18 Mayıs 2009 Pazartesi

SEYYALE

Ev denilen bu pejmurde mekanda kendimden kaçacak bir yer bulamıyorum. Üzerime nicedir giydirilmiş şartlı özgürlük üniformasını atmam için büyük uğraş verdiğim saatlerde ucu bucağı bence de kestirilememiş , yersiz ve amacını çoktan yitirmiş sorular öyle acımasız ve soğukkanlı ki... Girdiğim her oda,dinlediğim her müzik,okuduğum onca kitap gözlerimi sadece beni gösteren aynalara kilitliyor. İsteksizce eğiliyorum üzerine...
Oysa henüz onyedilik baharların sarıp sarmaladığı günlerde çok severdim kendimle yüzleşmeyi bir zamanlar. Sorular kenara itmezdim ve onlar da şimdiki gibi karşıma dikilmezdi adeta uykuları dağıtan bir kabus gibi.
Sanki karşılıklı bir bilmeceydi aramızda geçen diyaloglar. Harflerden yeni düşler,uzak yollar kurardım. Ve korku denilen histerik yanılsama o günlerdeki ben için aynaların bir başka varlığa dair bırakacak delilleriydi.
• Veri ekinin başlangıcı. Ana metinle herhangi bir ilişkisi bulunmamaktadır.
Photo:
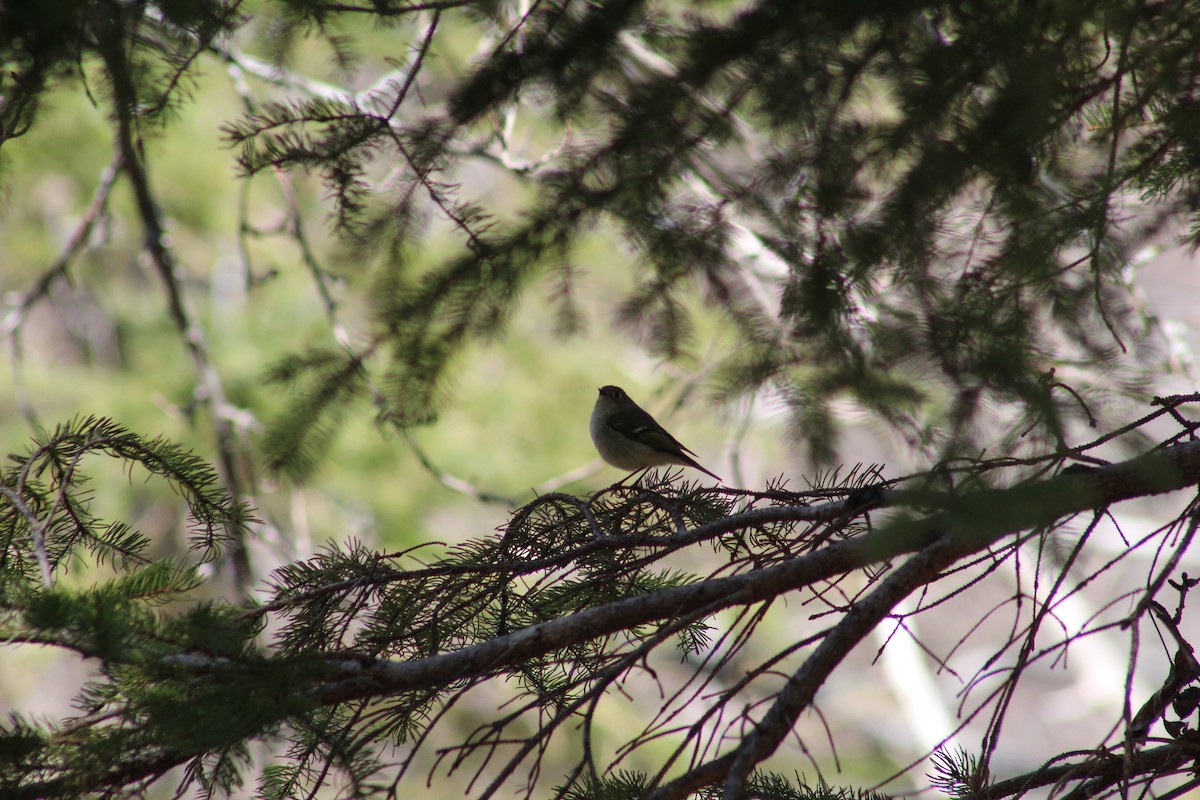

Ne oldu bilemiyorum. Büyümek,olgunlaşmak ya da başladığım yere geri dönmenin verdiği karamsarlıkların kapsadığı bir bakış hayatın sade yanlarından uzak edebi metinler midir varlığımı benden soğutan. Her ne olursa olsun beklentisiz bir safhada Zweig'in düştüğü boşluk gibi de değil ki, o en azından kendini yokederken düşüncelerinin bu sayede kalacağına inanarak anlamını koruyabilmişti. Belki de hakikaten ne olduğum,ne yapmak istediğim ve yargılarımın kime dair olacağını bilemediğim boynumun üstünde taşıdığım aklımın gelgitleri sonucunda irade adı verilen basamakları çıkacak takatimin kalmadığını işte hep bu evde hissediyorum. Çok değil,okumadığım bir kaç kitap öncesinde dinlemediğim besteler böyle boşluğa sarkıtmazdan önce beni, ben denilen o küreyi evime sığdırabilmiş , her köşeyi emin ellerle donatıp hayallerime daifr izleri serpmiştim tüm eşyaya. Sorularla karşılaşma ihtimallerini bir kenara koyup basit zaafların peşinden mutlu ve sığ bir birey olacaktım aklımca. Bunu çok önceden bilen aynalar bana burcumun aksine (terazi) dengesizce o alçak ve yükseklerde dolaştığımı ve bunun bir gün ebni bu yüzden güçlü basınç değişimlerinden dolayı yok edeceğini hatırlatmış,amacımı sorgulatmıştı gözlerini gözlerimden kaçırmadan.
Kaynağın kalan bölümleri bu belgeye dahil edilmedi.